Sun may be behind our wicked weatherThor’s hammer is something that electrical engineers would love to have. Today’s technology does not have a material that can sustain the power of a lightening bolt. When Thor calls on lightening and stomps like thunder with Mjölnir, the concept is his hammer is made of magic and a material that must be magnetically in tuned with electrical energy.

In some parts of the universe, the electromagnetic waveform is emitted by stars.

Satellites in space can catch patterns from these stars. Our sun recently revealed its ability to hurl lightening towards the United Kingdom by magnetically bending the Earth’s magnetosphere and letting charged particles run their course through the upper atmosphere.

Researchers from England’s University of Reading realized this was due to the heliospheric magnetic field (HMF). Earth and the sun have magnetic fields that shove one another for their own space. Like siblings fighting for the same land, they both want to occupy a geometry plane found 3 degrees into the equator of the sun where the Earth revolves.

The span of the sun’s magnetic field is superior to the Earth’s. At the times when it influences lightening the most, the sun’s magnetic field is facing away from the Earth. This causes the Earth’s magnetosphere to follow the direction of the HMF, which in turn, causes the magnetic fields protecting the Earth to become thin and even break around global locations.

There is a fascinating thing about the Earth’s position relative to the sun, though. Because the planet revolves around the sun, as opposed to being stationary like the sun, it always has to compensate for the hot and cold dynamics forming on the planet as temperatures change when energy flows in or out by pressure changes. In other words, daytime and night time or simply a rotation. This is what the First Law of Thermodynamics is all about.

Isobars are used in meteorology to define weather patterns. Fred Hafer’s oceanography class at SWC explores how hot temperatures move to a right angle against the cold. On Earth this effect created the conveyor belt system which circulates the ocean currents.

Scientists long ago figured out that this natural right angle effect actually creates a spin. Soon after, the vortex was discovered. Modern meteorology was created when the math of all these right angles began making sense about the larger structures in the atmosphere such as currents and storms.

Hot follows cold and the way cold flows dictates how hot follows. In Hinduism, a samsara is to go full circle. In the Marvel universe, Thor takes his hammer by the strap and twirls it in the air. Hurricanes twirl in air and they come with lighting and thunder.

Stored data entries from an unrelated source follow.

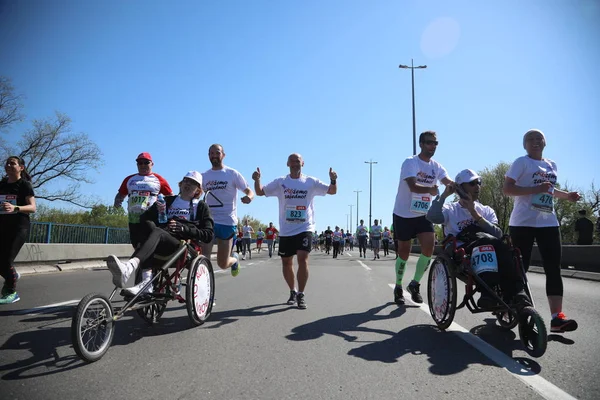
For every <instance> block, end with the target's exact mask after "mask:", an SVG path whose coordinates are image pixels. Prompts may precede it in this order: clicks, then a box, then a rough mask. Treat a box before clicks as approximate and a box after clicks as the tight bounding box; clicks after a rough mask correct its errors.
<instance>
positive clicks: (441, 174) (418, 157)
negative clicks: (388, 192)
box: [394, 155, 448, 218]
mask: <svg viewBox="0 0 600 400" xmlns="http://www.w3.org/2000/svg"><path fill="white" fill-rule="evenodd" d="M446 177H448V172H447V171H446V170H445V169H444V167H442V165H441V164H440V163H438V162H437V161H435V160H433V159H431V160H429V162H425V161H423V160H421V159H420V158H419V156H418V155H416V156H412V157H408V158H407V159H406V160H404V162H403V163H402V168H401V169H400V182H399V183H398V192H397V193H396V203H395V204H394V214H396V215H397V216H399V217H402V218H416V217H421V216H424V215H425V214H427V210H429V206H430V205H431V200H432V199H433V196H431V195H430V194H429V193H412V192H411V191H410V188H409V186H408V183H406V179H407V178H416V179H417V182H416V183H417V184H419V185H421V186H427V187H432V186H434V185H436V184H437V182H438V181H441V180H442V179H444V178H446Z"/></svg>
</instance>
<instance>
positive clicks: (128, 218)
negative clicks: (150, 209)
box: [127, 191, 151, 224]
mask: <svg viewBox="0 0 600 400" xmlns="http://www.w3.org/2000/svg"><path fill="white" fill-rule="evenodd" d="M150 196H151V194H150V192H141V191H133V192H131V194H130V195H129V201H128V203H127V212H128V213H129V216H128V220H129V223H130V224H138V223H139V222H140V215H142V213H143V212H144V211H146V210H147V209H148V207H149V205H150Z"/></svg>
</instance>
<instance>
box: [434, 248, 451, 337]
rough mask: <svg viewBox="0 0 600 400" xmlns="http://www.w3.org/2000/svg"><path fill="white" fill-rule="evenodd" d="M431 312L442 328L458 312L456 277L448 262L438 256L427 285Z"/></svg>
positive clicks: (434, 261) (443, 326) (450, 319)
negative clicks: (456, 290) (450, 270)
mask: <svg viewBox="0 0 600 400" xmlns="http://www.w3.org/2000/svg"><path fill="white" fill-rule="evenodd" d="M427 300H428V303H429V313H430V314H431V317H432V318H433V320H434V321H435V323H436V324H437V326H438V328H440V329H441V330H445V329H447V328H448V327H449V326H450V324H451V323H452V320H453V319H454V313H455V312H456V278H455V277H453V276H452V275H451V274H450V270H449V268H448V262H447V261H446V260H444V259H443V258H440V257H437V258H436V259H435V260H434V262H433V265H432V266H431V268H430V270H429V282H428V285H427Z"/></svg>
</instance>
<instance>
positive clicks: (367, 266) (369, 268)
mask: <svg viewBox="0 0 600 400" xmlns="http://www.w3.org/2000/svg"><path fill="white" fill-rule="evenodd" d="M356 262H357V263H359V264H360V265H361V266H362V267H363V268H364V269H366V270H367V271H370V270H371V268H369V267H368V266H367V264H365V263H364V262H362V261H360V260H356Z"/></svg>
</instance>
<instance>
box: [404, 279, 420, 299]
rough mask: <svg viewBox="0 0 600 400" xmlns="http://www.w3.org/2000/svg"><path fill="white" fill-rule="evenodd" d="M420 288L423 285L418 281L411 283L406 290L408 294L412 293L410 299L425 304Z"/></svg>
mask: <svg viewBox="0 0 600 400" xmlns="http://www.w3.org/2000/svg"><path fill="white" fill-rule="evenodd" d="M420 287H421V285H420V284H419V282H417V281H411V282H410V283H409V284H408V286H407V287H406V290H408V293H410V298H411V299H412V301H414V302H415V303H418V304H421V303H423V297H422V296H421V293H419V289H420Z"/></svg>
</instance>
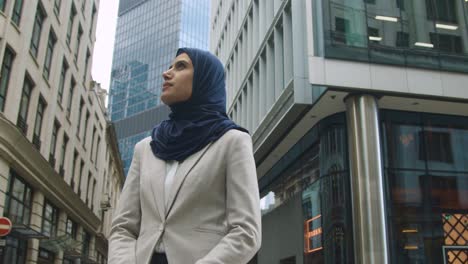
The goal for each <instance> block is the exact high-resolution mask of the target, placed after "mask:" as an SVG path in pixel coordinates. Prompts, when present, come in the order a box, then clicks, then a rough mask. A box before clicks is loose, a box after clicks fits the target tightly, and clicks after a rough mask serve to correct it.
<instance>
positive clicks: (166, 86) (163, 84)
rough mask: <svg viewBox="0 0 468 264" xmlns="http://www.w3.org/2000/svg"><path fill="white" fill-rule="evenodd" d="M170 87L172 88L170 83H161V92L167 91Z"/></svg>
mask: <svg viewBox="0 0 468 264" xmlns="http://www.w3.org/2000/svg"><path fill="white" fill-rule="evenodd" d="M171 86H172V84H170V83H163V89H162V90H163V92H164V91H165V90H167V89H169V87H171Z"/></svg>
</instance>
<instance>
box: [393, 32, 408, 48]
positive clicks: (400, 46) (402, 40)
mask: <svg viewBox="0 0 468 264" xmlns="http://www.w3.org/2000/svg"><path fill="white" fill-rule="evenodd" d="M396 46H397V47H399V48H408V47H409V34H408V33H407V32H403V31H398V32H397V39H396Z"/></svg>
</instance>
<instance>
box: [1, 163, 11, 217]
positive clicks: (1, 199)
mask: <svg viewBox="0 0 468 264" xmlns="http://www.w3.org/2000/svg"><path fill="white" fill-rule="evenodd" d="M9 172H10V167H9V164H8V162H7V161H6V160H4V159H3V158H1V157H0V215H4V214H5V212H4V211H5V202H6V192H7V191H8V180H9Z"/></svg>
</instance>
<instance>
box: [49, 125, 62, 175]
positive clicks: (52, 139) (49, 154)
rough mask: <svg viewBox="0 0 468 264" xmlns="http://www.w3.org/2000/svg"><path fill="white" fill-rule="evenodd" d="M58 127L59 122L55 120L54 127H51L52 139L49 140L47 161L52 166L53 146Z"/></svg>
mask: <svg viewBox="0 0 468 264" xmlns="http://www.w3.org/2000/svg"><path fill="white" fill-rule="evenodd" d="M59 129H60V123H59V122H58V121H57V120H55V121H54V127H53V128H52V139H51V140H50V154H49V163H50V165H51V166H52V168H54V167H55V148H56V146H57V137H58V131H59Z"/></svg>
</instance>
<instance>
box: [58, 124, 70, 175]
mask: <svg viewBox="0 0 468 264" xmlns="http://www.w3.org/2000/svg"><path fill="white" fill-rule="evenodd" d="M67 146H68V137H67V135H66V134H65V132H64V133H63V141H62V153H61V154H60V163H59V174H60V176H62V178H64V177H65V170H64V164H65V155H66V153H67Z"/></svg>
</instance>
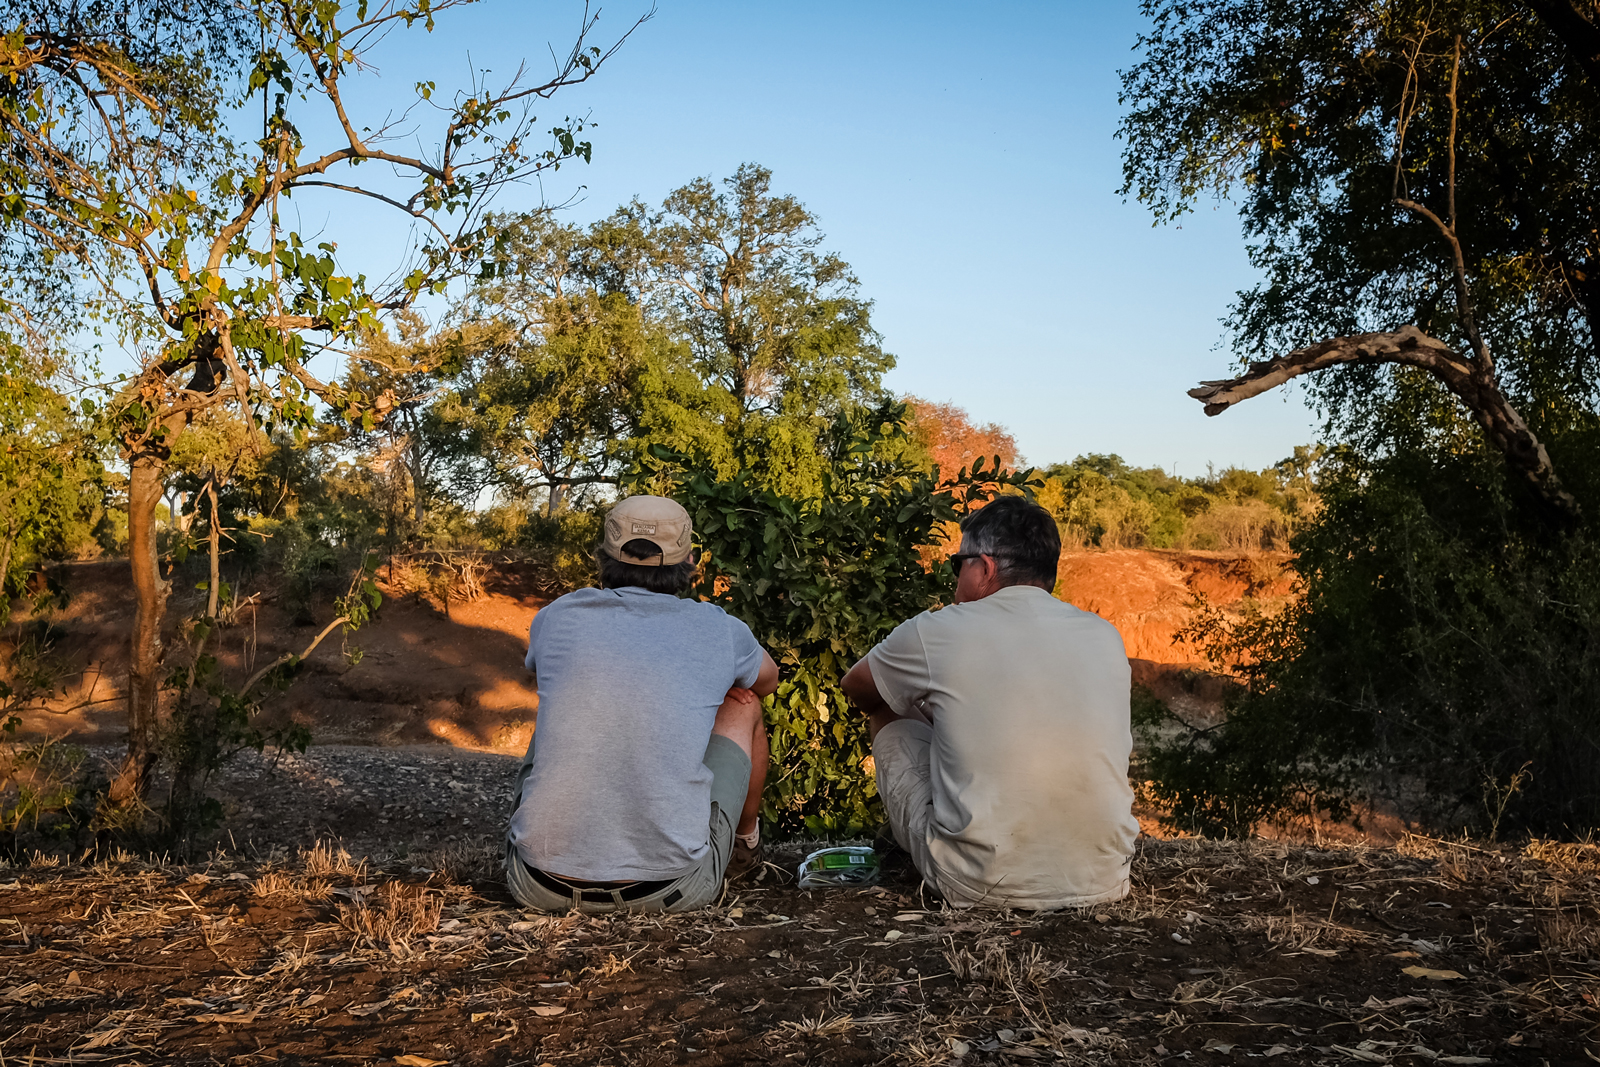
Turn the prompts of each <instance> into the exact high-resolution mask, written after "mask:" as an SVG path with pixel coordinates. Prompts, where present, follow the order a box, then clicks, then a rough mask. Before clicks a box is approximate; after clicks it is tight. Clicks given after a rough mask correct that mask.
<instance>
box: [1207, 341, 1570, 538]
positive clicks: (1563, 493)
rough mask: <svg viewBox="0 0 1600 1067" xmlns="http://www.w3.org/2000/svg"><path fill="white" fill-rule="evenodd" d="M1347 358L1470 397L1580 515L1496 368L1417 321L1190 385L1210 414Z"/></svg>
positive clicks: (1509, 457) (1553, 465)
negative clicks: (1409, 373)
mask: <svg viewBox="0 0 1600 1067" xmlns="http://www.w3.org/2000/svg"><path fill="white" fill-rule="evenodd" d="M1342 363H1403V365H1406V366H1416V368H1421V370H1424V371H1427V373H1429V374H1432V376H1434V378H1437V379H1438V381H1440V382H1443V386H1445V387H1446V389H1448V390H1450V392H1453V394H1454V395H1456V397H1458V398H1459V400H1461V403H1462V405H1466V408H1467V411H1470V413H1472V418H1474V419H1477V422H1478V426H1482V427H1483V435H1485V437H1486V438H1488V442H1490V445H1491V446H1493V448H1494V450H1498V451H1499V453H1501V456H1504V458H1506V462H1507V466H1510V469H1512V470H1515V472H1517V474H1520V475H1522V477H1525V478H1526V480H1528V482H1530V483H1533V488H1534V491H1538V493H1539V496H1541V498H1544V501H1546V502H1549V504H1550V507H1552V509H1554V510H1555V512H1557V514H1560V515H1563V517H1566V518H1578V517H1579V509H1578V501H1576V499H1573V494H1571V493H1568V491H1566V488H1565V486H1562V480H1560V478H1557V477H1555V466H1554V464H1552V462H1550V454H1549V453H1547V451H1546V448H1544V442H1541V440H1539V438H1538V437H1536V435H1534V432H1533V430H1531V429H1530V427H1528V424H1526V422H1525V421H1523V418H1522V414H1518V413H1517V408H1514V406H1512V403H1510V400H1507V398H1506V394H1504V392H1501V387H1499V382H1498V381H1496V379H1494V374H1493V371H1490V370H1488V368H1486V366H1483V365H1480V363H1478V362H1475V360H1472V358H1467V357H1462V355H1461V354H1458V352H1456V350H1454V349H1451V347H1450V346H1446V344H1445V342H1443V341H1438V339H1437V338H1429V336H1427V334H1424V333H1422V331H1421V330H1418V328H1416V326H1402V328H1400V330H1397V331H1394V333H1358V334H1352V336H1349V338H1330V339H1328V341H1318V342H1317V344H1314V346H1310V347H1307V349H1296V350H1294V352H1290V354H1288V355H1280V357H1278V358H1275V360H1264V362H1261V363H1251V365H1250V366H1248V368H1246V370H1245V373H1243V374H1240V376H1238V378H1230V379H1227V381H1214V382H1200V386H1198V387H1197V389H1190V390H1189V395H1190V397H1194V398H1195V400H1200V402H1202V403H1205V413H1206V414H1221V413H1224V411H1227V410H1229V408H1230V406H1234V405H1235V403H1238V402H1240V400H1250V398H1251V397H1256V395H1259V394H1264V392H1267V390H1269V389H1272V387H1275V386H1282V384H1283V382H1286V381H1290V379H1291V378H1299V376H1301V374H1310V373H1314V371H1322V370H1326V368H1330V366H1339V365H1342Z"/></svg>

In October, Hurricane Patricia smashed Mexico, Olaf appeared in Hawaii and the islands in Micronesia had a potential typhoon forming at the same time.

At the time of these events, five powerful electromagnetic storms occurred on the equator of the sun. These were caused by sunspot episodes, during a time the Earth is under solar minima, which means the sun had not been producing many sunspots at all. As the coldest areas of the sun, sunspots naturally repel the hot solar surface and jet all the surface energy with a right hook up into the atmosphere, accelerating the energy particles further and faster into space. Any solar activity headed towards the same plane of the Earth increases the likelihood of direct impact.

Unfortunately, if Loki, the evil brother of Thor, had to show up, it would be here. Solar physics can seem counterintuitive within nature. Not everything is what it seems. There are currently no weather models that take into account the geophysical properties of sun along with the data of Earth’s climate and chemistry in real time.  It is a work in progress that dates back to Galileo.

In 2015, National Oceanic and Atmospheric Administration, NASA and U.S. Air Force launched a deep space climate observatory (DSCOVR) satellite operating with sensors facing the sun and the Earth at the same time. It hopes to unlock some mysteries and secrets of our universe…maybe even how Thor’s hammer works.